Hunt first considered painting the subject of The Flight into Egypt as early as 1865. He returned to the idea in 1870 on his second trip the the Holy Land when he painted an oil sketch and some related landscape studies. During his third trip to the between 1875-78, this picture took up much of his time.

The three years that Hunt worked on this painting were beset with difficulties. Finding his Jerusalem home uninhabitable and his stored painting materials badly damaged, Hunt built a new house and started work on the picture using coarse-textured local linen as a substitute for canvas. After five months delay, his boxes of materials arrived from England, but having already put in a great deal of work on the picture, he decided to persevere with it. As the painting progressed, technical problems started to mount.

The linen base rent when stretched and also buckled in the centre. Hunt abandoned the picture until he returned to London in 1879. After having the linen backed with canvas, he recommenced painting. However, the centre portion continued to twist and Hunt seriously considered that it was demonic interference that was preventing him completing the picture. On Millais's advice, he sent it to another restorer, but eventually gave up and painted the replica that he finished in 1884 (Tate Gallery). Hunt subsequently had the defective piece cut out from this first picture. He then inserted a newly painted Virgin and Child.

As usual, Hunt did many pencil and chalk studies for the painting. There are two sheets of studies of the Christ Child in various positions in the Walker Art Gallery collection, as well as a highly finished chalk study of a Bethlemite woman, used as the basis for the head of Mary and a study of Hunt's son Hilary Lushington Hunt, in the pose used for the Christ Child.

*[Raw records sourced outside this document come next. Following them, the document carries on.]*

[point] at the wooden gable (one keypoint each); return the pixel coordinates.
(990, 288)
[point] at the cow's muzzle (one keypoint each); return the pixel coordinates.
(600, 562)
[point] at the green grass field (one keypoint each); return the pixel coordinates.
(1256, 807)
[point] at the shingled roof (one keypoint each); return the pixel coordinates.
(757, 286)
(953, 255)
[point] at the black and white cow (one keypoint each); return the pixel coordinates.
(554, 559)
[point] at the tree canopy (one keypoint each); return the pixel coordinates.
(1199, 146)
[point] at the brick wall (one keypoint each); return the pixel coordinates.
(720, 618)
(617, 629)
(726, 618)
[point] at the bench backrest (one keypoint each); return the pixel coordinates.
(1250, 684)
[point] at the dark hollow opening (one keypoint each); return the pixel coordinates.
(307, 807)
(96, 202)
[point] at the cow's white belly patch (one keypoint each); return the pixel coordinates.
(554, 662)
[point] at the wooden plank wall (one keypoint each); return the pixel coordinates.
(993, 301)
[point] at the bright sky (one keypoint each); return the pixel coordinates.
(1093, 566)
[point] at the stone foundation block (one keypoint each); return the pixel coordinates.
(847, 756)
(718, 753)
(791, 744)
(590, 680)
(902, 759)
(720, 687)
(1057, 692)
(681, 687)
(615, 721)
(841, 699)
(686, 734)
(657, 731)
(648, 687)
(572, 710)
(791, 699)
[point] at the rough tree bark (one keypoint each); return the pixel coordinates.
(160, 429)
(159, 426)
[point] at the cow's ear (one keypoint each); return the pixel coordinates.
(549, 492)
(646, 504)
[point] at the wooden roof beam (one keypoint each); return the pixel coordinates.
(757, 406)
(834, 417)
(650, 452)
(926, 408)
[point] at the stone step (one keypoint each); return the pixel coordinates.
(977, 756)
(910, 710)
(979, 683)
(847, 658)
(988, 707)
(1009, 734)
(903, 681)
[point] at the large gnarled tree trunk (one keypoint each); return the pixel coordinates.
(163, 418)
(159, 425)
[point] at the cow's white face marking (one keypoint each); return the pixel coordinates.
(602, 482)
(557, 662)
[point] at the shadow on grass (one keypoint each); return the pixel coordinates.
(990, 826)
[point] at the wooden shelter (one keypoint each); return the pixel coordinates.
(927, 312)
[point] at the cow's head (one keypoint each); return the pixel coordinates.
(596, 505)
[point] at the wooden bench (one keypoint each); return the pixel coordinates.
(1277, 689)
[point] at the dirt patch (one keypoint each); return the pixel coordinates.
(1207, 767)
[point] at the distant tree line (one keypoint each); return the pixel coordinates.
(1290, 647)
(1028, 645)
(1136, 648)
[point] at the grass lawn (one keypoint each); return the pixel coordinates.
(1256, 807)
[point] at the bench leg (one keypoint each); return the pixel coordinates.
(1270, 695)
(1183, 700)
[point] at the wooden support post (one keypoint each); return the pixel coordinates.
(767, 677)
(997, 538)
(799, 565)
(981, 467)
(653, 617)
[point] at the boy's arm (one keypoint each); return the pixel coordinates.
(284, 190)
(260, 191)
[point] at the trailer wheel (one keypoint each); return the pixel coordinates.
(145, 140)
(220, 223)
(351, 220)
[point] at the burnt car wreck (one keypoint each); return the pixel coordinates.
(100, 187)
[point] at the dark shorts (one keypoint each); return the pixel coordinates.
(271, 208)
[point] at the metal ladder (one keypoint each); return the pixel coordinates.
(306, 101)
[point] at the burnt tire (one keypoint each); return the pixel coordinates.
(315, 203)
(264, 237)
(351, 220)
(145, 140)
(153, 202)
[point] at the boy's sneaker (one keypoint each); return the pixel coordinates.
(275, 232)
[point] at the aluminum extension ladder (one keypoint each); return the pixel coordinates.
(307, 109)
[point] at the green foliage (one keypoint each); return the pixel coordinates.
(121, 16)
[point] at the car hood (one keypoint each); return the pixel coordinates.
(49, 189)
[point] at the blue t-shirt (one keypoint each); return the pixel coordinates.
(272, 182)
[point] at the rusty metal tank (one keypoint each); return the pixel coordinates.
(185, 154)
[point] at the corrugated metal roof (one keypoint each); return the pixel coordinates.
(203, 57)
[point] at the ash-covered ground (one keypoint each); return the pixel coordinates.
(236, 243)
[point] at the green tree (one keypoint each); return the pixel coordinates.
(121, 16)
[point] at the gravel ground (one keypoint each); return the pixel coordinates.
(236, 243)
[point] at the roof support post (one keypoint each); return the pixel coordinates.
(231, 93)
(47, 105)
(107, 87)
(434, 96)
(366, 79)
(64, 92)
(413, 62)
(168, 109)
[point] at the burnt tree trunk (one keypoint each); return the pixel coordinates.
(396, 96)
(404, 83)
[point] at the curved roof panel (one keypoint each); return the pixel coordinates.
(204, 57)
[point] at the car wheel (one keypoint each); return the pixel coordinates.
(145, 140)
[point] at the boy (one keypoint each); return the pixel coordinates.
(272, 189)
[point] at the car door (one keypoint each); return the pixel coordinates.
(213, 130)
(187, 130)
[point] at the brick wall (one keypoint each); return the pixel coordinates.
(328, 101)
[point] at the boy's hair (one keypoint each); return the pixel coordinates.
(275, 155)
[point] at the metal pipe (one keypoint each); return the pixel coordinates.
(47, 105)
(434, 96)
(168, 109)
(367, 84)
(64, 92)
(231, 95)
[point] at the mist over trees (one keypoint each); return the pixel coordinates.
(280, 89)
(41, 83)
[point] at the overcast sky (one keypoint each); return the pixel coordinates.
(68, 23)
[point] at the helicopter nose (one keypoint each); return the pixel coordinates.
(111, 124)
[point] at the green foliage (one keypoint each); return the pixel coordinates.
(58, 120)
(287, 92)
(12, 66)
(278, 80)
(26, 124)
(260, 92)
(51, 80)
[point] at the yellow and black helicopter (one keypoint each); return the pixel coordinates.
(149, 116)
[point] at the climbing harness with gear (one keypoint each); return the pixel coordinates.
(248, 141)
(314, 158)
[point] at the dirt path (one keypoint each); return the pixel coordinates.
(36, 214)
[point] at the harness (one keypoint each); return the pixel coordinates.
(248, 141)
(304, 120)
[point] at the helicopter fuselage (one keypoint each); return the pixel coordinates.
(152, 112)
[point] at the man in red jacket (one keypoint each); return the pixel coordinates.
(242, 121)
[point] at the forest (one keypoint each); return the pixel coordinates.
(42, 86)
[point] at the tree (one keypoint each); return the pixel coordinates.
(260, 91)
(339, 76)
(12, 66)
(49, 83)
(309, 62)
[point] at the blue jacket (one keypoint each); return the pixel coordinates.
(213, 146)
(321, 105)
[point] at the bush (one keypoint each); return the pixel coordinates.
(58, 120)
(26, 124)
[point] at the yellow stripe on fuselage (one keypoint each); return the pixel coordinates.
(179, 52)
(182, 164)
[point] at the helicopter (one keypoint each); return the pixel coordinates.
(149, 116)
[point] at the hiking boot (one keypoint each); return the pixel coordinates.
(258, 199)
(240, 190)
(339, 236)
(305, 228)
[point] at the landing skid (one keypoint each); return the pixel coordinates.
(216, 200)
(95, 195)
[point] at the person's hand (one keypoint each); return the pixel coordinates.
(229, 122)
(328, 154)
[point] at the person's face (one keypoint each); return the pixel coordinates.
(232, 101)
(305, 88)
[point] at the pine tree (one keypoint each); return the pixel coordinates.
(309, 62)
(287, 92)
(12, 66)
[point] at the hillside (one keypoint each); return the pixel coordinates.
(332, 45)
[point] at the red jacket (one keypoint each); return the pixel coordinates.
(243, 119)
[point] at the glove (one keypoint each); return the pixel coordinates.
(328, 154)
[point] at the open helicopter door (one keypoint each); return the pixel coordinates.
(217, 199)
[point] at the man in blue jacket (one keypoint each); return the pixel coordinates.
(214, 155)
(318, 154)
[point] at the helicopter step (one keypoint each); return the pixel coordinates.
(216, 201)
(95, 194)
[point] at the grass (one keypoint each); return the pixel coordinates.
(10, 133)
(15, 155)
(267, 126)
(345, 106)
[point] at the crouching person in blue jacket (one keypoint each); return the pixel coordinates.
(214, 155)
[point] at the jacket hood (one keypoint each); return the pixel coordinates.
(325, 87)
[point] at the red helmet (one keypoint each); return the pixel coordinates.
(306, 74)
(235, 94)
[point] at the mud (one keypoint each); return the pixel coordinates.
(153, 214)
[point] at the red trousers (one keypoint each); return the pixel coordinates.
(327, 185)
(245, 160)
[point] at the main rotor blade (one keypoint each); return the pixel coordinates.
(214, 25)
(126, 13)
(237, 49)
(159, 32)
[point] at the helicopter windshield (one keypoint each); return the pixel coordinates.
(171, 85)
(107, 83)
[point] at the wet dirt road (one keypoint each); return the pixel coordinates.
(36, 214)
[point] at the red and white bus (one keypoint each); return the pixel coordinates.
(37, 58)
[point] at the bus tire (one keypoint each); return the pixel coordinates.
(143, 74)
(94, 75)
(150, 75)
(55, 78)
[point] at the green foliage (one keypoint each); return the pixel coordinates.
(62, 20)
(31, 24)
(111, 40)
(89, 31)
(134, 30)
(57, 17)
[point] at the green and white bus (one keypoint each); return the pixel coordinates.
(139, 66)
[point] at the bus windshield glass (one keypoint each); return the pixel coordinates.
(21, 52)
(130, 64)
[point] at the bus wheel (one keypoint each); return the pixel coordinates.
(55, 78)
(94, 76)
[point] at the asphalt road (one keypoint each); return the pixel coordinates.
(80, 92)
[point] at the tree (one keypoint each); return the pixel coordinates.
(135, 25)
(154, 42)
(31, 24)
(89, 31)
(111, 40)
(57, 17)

In 1891, the Walker Art Gallery bought this picture for £3519, made up from private donations, exhibition entrance fees and money from Liverpool corporation. This fell well short of the 5500 guineas that Hunt had originally asked. Harold Rathbone organised the subscriptions and diplomatically persuaded Hunt to lower his price. Hunt was influenced in allowing it to go for less, partly out of gratitude to the Liverpool Academy, which, in the 1850s, had supported his work when he was poor, and partly because the picture was to hang with Rossetti's 'Dante's Dream' (bought 1881 for £1575) and Millais's 'Isabella' (bought 1884 for £1,050) as a permanent memorial to the Pre-Raphaelite Brotherhood.

The critical reaction to this picture was on the whole enthusiastic. Ruskin thought it; 'the greatest religious painting of our time'
and compared the children's beauty to the cherubs on the cantorias in Florence by the fifteenth-century sculptors Donatello and Della Robbia. Millais, William Morris and George Frederick Watts all thought it among his greatest work.